JPEGenc
May 12, 2026 ยท View on GitHub
A fast JPEG-1 baseline encoder in C++17, SIMD-vectorized via Google Highway with optional multi-threading.
Features
- Full baseline JPEG encoding (DCT, quantization, Huffman coding)
- SIMD-accelerated pipeline with runtime ISA dispatch (NEON, SSE2, AVX2, AVX-512)
- Single-threaded and multi-threaded modes (producer/consumer with per-strip parallelism)
- All standard chroma subsampling modes: 4:4:4, 4:2:2, 4:1:1, 4:4:0, 4:2:0, 4:1:0, and grayscale
- Quality factor 0--100 (IJG-compatible quantization tables)

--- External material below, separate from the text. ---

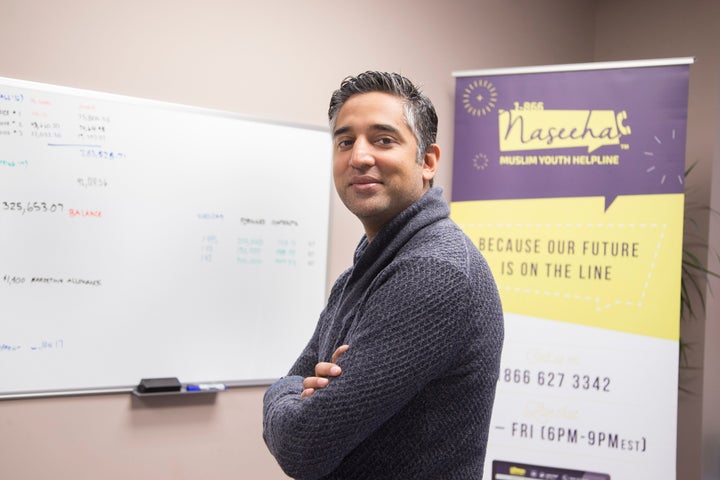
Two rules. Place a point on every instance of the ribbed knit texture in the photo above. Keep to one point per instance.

- Low memory footprint: line buffers are recycled across strips; no full-image allocation
- Reusable encoder:
invoke()can be called repeatedly without reallocating internal state
Performance
Measured on Apple M3 Max (single-thread and auto-thread), 4K image (3840 x 2160, 8.3 MP), quality 75, -b benchmark mode (2 s warmup + 2 s measurement):
| Mode | Subsampling | Throughput | Frame rate |
|---|---|---|---|
| 1 thread | 4:2:0 | 696 MP/s | 84 fps |
| 1 thread | 4:4:4 | 486 MP/s | 59 fps |
| 1 thread | GRAY | 965 MP/s | 116 fps |
| auto (16 threads) | 4:2:0 | 3595 MP/s | 433 fps |
| auto (16 threads) | 4:4:4 | 1961 MP/s | 236 fps |
Memory footprint
The encoder allocates only per-strip line buffers (16 rows), not full-image buffers. Peak RSS for the 4K image above:
| Mode | Peak RSS |
|---|---|
| 1 thread | ~6 MB |
| auto (16 threads) | ~12 MB |
Dependencies
- C++17 compiler (Clang, GCC, MSVC)
- Google Highway (>= 1.0.6) -- included as a git submodule
Build from source
Clone with submodules:
git clone https://github.com/osamu620/JPEGenc.git --recursive
cd JPEGenc
Build with CMake (Ninja recommended):
cmake -B build -DCMAKE_BUILD_TYPE=Release -G Ninja -DBUILD_TESTING=OFF
cmake --build build
-DBUILD_TESTING=OFF suppresses Highway's own test targets.
The build produces:
build/bin/libjpegenc_R.{so,dylib,dll}-- shared librarybuild/bin/jpenc-- CLI encoder
Build types: Release (-O3), Debug (-O0 -g -fsanitize=address, executable named jpenc_dbg), RelWithDebInfo.
Usage
jpenc -i input.ppm -o output.jpg [options]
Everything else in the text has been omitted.